In the sake of full disclosure, I’ve been plenty vocal about the Office experience in Windows Phone 8.1. It sucks. There is no sugar coating it and I’m sure that many of you reading this will be in violent agreement with me. There are so many things to pick apart on Office for Windows Phone that you can’t just focus on one really. It just is so, so bad.
Office for Windows 10 is going to fundamentally change this for the better. First, no matter if you are on your tablet or smartphone or PC, the experience is going to be the same. You will have the familiar ribbons so formatting and layouts can easily and efficiently flow from device to device. In other words, you won’t be limited to a subset of formatting features because you are on a smartphone. Even little things like your recent documents will follow you from device to device. You can kind of get there today with OneDrive but no 100%. You will with Windows 10. This again further cements the “One Windows” mantra of Microsoft and the OS being a service.

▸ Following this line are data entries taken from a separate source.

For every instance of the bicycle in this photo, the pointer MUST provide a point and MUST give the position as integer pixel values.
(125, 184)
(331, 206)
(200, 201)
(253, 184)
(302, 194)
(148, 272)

Equally as important is the fact that Office for Windows 10 will be touch friendly on touch devices. This is something that is downright painful on devices today in some cases. I for one have all but given up trying to use Outlook 2013 on my Toshiba Encore 2 tablet. It just isn’t touch friendly enough for the 8″ screen. That will change in Windows 10 for the better.
That’s just a brief description. There are significant changes coming around wireless printing in Office for Windows 10, Miracast support, accelerated and improved PowerPoint transitions and a lot more we haven’t even seen yet.
We probably won’t see Office for Windows 10 for a while but the fact that Microsoft is make it clear their direction on this version is hugely important. Finally we can expect an Office experience on touch devices that isn’t painful. Or sucky.